- Directed by: Phil Sheerin
- Written by: David Turpin
- Release date: 2020;
- Countries: Ireland Canada
- Language: English

= The Winter Lake =

2020 film directed by Phil Sheerin

The Winter Lake is a 2020 Irish-Canadian mystery drama film, written by David Turpin and directed by Phil Sheerin.

==Plot==
Tom is an introverted and troubled young man living with his struggling mother Elaine, the pair having just moved into a house that they have inherited. They have come from a distressing family background. Tom explores the nearby 'turlach', a winter lake fed by a mysterious and dangerous intermittently flowing underground river. He finds a dreadful relic in the water. He has a Stanley knife. Elaine needs the help of her neighbour, Ward, who jealously watches over his daughter Holly, a manipulative young woman who picks up on Tom.
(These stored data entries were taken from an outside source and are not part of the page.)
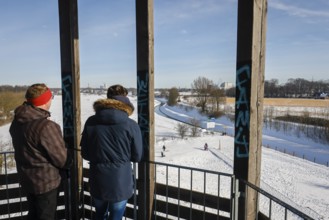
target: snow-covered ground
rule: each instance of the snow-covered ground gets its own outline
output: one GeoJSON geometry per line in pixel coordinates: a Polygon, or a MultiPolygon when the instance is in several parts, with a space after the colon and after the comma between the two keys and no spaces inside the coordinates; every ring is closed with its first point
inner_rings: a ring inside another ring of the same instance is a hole
{"type": "MultiPolygon", "coordinates": [[[[81,95],[81,122],[82,127],[86,119],[93,114],[92,104],[96,99],[105,98],[105,95],[81,95]]],[[[136,97],[131,97],[136,106],[136,97]]],[[[203,132],[200,137],[181,139],[175,127],[176,120],[166,117],[163,113],[178,120],[198,118],[207,121],[206,117],[198,116],[197,111],[188,108],[169,108],[164,105],[156,108],[155,112],[155,160],[170,164],[203,168],[223,173],[233,173],[233,137],[221,136],[203,132]],[[187,111],[186,111],[187,110],[187,111]],[[208,143],[209,151],[204,151],[203,146],[208,143]],[[166,146],[165,157],[161,157],[162,146],[166,146]]],[[[52,120],[62,125],[61,96],[55,96],[51,108],[52,120]]],[[[137,112],[132,118],[137,120],[137,112]]],[[[233,134],[232,122],[228,119],[216,120],[216,129],[228,134],[233,134]]],[[[10,143],[9,125],[0,127],[0,140],[2,150],[8,149],[10,143]]],[[[286,138],[286,135],[265,131],[264,145],[275,144],[293,149],[295,152],[328,161],[329,148],[326,145],[314,143],[303,137],[286,138]],[[267,141],[267,142],[266,142],[267,141]],[[321,155],[323,157],[321,157],[321,155]]],[[[276,150],[262,149],[261,188],[292,204],[315,219],[329,220],[329,168],[325,165],[313,163],[280,153],[276,150]]]]}

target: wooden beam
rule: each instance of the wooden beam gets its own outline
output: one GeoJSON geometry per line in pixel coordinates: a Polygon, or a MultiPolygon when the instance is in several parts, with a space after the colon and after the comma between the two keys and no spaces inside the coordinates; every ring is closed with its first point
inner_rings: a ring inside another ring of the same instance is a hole
{"type": "MultiPolygon", "coordinates": [[[[136,1],[138,124],[142,131],[144,160],[154,161],[154,30],[153,0],[136,1]]],[[[138,165],[138,219],[151,219],[154,165],[138,165]]]]}
{"type": "Polygon", "coordinates": [[[79,219],[79,190],[81,189],[82,159],[79,145],[80,119],[80,61],[77,0],[58,0],[64,140],[73,156],[73,166],[67,173],[65,196],[66,219],[79,219]]]}
{"type": "MultiPolygon", "coordinates": [[[[260,183],[267,0],[238,1],[234,174],[260,183]]],[[[239,185],[238,219],[256,219],[258,197],[239,185]]]]}

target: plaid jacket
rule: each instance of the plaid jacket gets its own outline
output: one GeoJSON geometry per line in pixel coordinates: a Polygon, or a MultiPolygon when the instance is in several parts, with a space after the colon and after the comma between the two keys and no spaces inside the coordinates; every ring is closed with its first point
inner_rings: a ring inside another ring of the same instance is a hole
{"type": "Polygon", "coordinates": [[[10,134],[22,187],[32,194],[55,189],[60,169],[67,165],[67,150],[58,124],[50,113],[24,103],[15,110],[10,134]]]}

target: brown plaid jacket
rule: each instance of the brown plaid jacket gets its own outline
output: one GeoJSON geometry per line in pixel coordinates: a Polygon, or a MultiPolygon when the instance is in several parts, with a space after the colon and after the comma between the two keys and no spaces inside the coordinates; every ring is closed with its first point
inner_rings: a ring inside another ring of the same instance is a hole
{"type": "Polygon", "coordinates": [[[10,134],[22,187],[33,194],[55,189],[66,166],[67,149],[60,126],[50,113],[24,103],[15,110],[10,134]]]}

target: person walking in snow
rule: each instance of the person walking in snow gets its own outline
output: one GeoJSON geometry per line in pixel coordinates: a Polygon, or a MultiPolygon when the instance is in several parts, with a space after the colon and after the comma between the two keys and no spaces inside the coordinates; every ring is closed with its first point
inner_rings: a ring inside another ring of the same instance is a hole
{"type": "Polygon", "coordinates": [[[19,181],[27,193],[28,220],[56,219],[61,171],[71,157],[60,126],[49,120],[52,93],[44,83],[31,85],[26,101],[15,109],[9,132],[19,181]]]}
{"type": "Polygon", "coordinates": [[[207,143],[205,143],[205,145],[204,145],[204,150],[208,150],[208,144],[207,143]]]}
{"type": "Polygon", "coordinates": [[[81,155],[90,162],[90,193],[96,220],[122,219],[127,200],[133,195],[131,162],[143,155],[141,130],[129,118],[134,106],[121,85],[108,88],[107,99],[94,103],[81,138],[81,155]]]}
{"type": "Polygon", "coordinates": [[[163,146],[162,146],[162,150],[163,150],[163,151],[166,151],[166,146],[163,145],[163,146]]]}

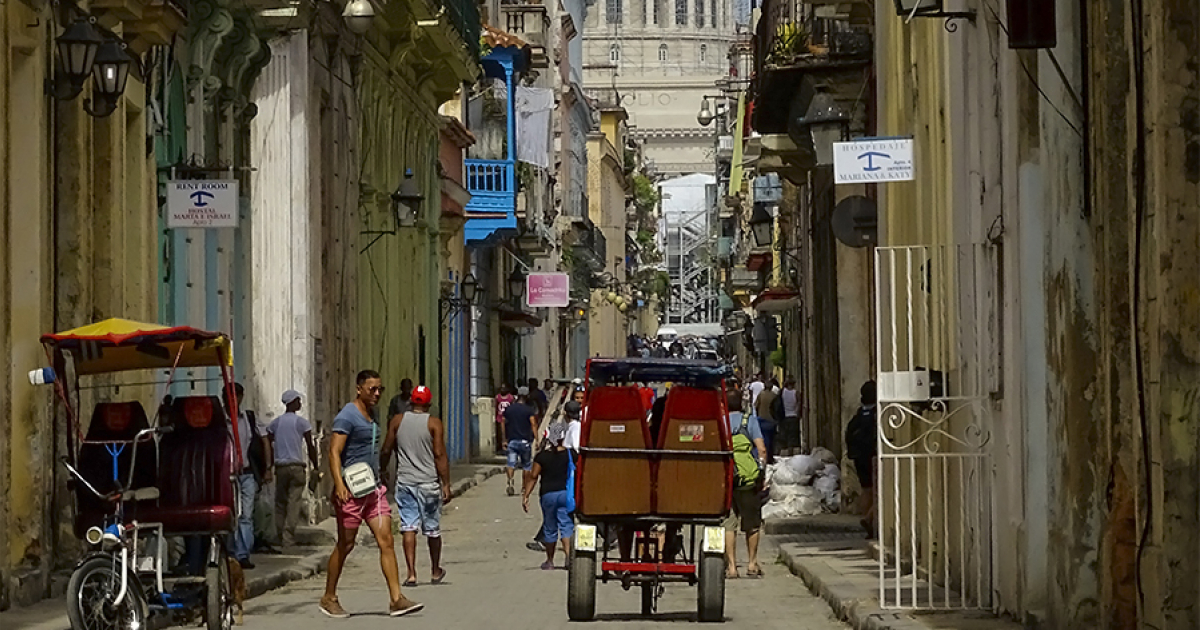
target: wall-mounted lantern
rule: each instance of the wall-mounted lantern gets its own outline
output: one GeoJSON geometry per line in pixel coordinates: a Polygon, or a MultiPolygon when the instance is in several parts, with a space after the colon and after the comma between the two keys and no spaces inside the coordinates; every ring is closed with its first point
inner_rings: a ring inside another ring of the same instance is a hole
{"type": "Polygon", "coordinates": [[[425,195],[421,194],[421,189],[413,180],[412,169],[404,169],[404,180],[400,182],[396,192],[392,193],[392,212],[396,215],[396,223],[401,227],[416,225],[417,210],[420,209],[423,201],[425,201],[425,195]]]}
{"type": "Polygon", "coordinates": [[[513,269],[508,275],[508,294],[515,302],[519,302],[525,294],[525,274],[520,269],[513,269]]]}
{"type": "Polygon", "coordinates": [[[954,32],[958,26],[954,20],[975,20],[974,11],[947,11],[944,0],[894,0],[896,14],[906,21],[915,17],[946,20],[946,30],[954,32]]]}
{"type": "Polygon", "coordinates": [[[129,81],[129,66],[133,58],[125,52],[125,42],[109,39],[96,51],[92,64],[92,95],[95,104],[88,113],[103,118],[117,111],[125,84],[129,81]]]}
{"type": "Polygon", "coordinates": [[[438,299],[438,306],[442,309],[442,322],[450,315],[461,313],[475,305],[475,297],[479,295],[479,281],[475,279],[474,274],[468,273],[467,277],[463,278],[458,284],[458,293],[457,296],[448,293],[438,299]]]}
{"type": "Polygon", "coordinates": [[[55,96],[69,101],[83,91],[83,84],[92,74],[96,51],[104,38],[92,23],[95,18],[80,18],[71,23],[67,30],[55,40],[58,48],[60,80],[54,84],[55,96]]]}
{"type": "Polygon", "coordinates": [[[758,247],[771,245],[772,232],[775,230],[775,219],[767,209],[754,204],[754,212],[750,213],[750,233],[754,235],[754,244],[758,247]]]}
{"type": "Polygon", "coordinates": [[[850,116],[838,107],[833,94],[824,85],[817,86],[808,110],[796,124],[812,136],[818,166],[833,164],[833,144],[846,140],[850,132],[850,116]]]}

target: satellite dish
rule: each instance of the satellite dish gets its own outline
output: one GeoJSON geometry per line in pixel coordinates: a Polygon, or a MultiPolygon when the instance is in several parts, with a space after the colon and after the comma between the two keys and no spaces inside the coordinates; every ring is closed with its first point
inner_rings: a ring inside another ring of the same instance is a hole
{"type": "Polygon", "coordinates": [[[838,202],[830,223],[833,235],[844,245],[866,247],[879,242],[879,214],[875,201],[862,195],[838,202]]]}

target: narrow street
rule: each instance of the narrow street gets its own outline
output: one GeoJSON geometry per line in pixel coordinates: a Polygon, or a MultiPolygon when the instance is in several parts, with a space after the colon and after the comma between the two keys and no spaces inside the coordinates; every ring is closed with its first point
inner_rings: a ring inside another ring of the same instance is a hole
{"type": "MultiPolygon", "coordinates": [[[[525,548],[540,514],[521,511],[519,497],[504,495],[503,475],[493,477],[455,499],[443,517],[446,539],[442,585],[422,584],[406,589],[425,610],[400,619],[384,614],[387,594],[374,547],[355,549],[342,577],[339,597],[354,614],[331,620],[317,610],[325,576],[296,582],[282,590],[247,602],[246,628],[295,630],[340,625],[346,628],[489,628],[516,630],[566,628],[566,571],[541,571],[543,556],[525,548]]],[[[428,556],[423,542],[418,560],[421,580],[428,580],[428,556]]],[[[829,607],[809,594],[803,583],[774,563],[775,550],[764,549],[762,580],[728,583],[727,623],[756,630],[832,630],[847,626],[836,621],[829,607]]],[[[403,558],[401,574],[403,575],[403,558]]],[[[561,561],[561,558],[560,558],[561,561]]],[[[745,550],[742,549],[742,561],[745,550]]],[[[744,573],[744,567],[742,568],[744,573]]],[[[659,614],[644,619],[638,614],[636,590],[625,592],[616,584],[597,585],[597,619],[623,628],[656,628],[666,622],[692,622],[695,590],[668,586],[659,614]]]]}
Holly intuits that Tom has found the relic. Ward will do anything to prevent people from knowing about the relic. Holly steers Tom towards killing Ward.

==The winter lake==

The words 'winter lake' in the title of the movie refer to a particular kind of water course that occurs in parts of Ireland, called in Irish a 'turlach'. Holly uses that Irish term in the movie.

==Cast==
- Emma Mackey as Holly
- Anson Boon as Tom
- Charlie Murphy as Elaine
- Michael McElhatton as Ward
- Mark McKenna as Col
- Maria McDermottroe as Tessie
- Ally Ní Chiaráin as Peggy
- Mark Duffy as Darren
- Conor Hamill as Fergal
- Michael Roper as Ged
- Penny Robinson as Joan
- Jordan McGuinness as Eoin
- Gillian Quinn, Ciaran McHugh, Chris Price, Anto Brennan, Ewa Chameliec, Martin Treacy, Miniver Lee McLoughlin & Tarrach Loughrey all appear as extras.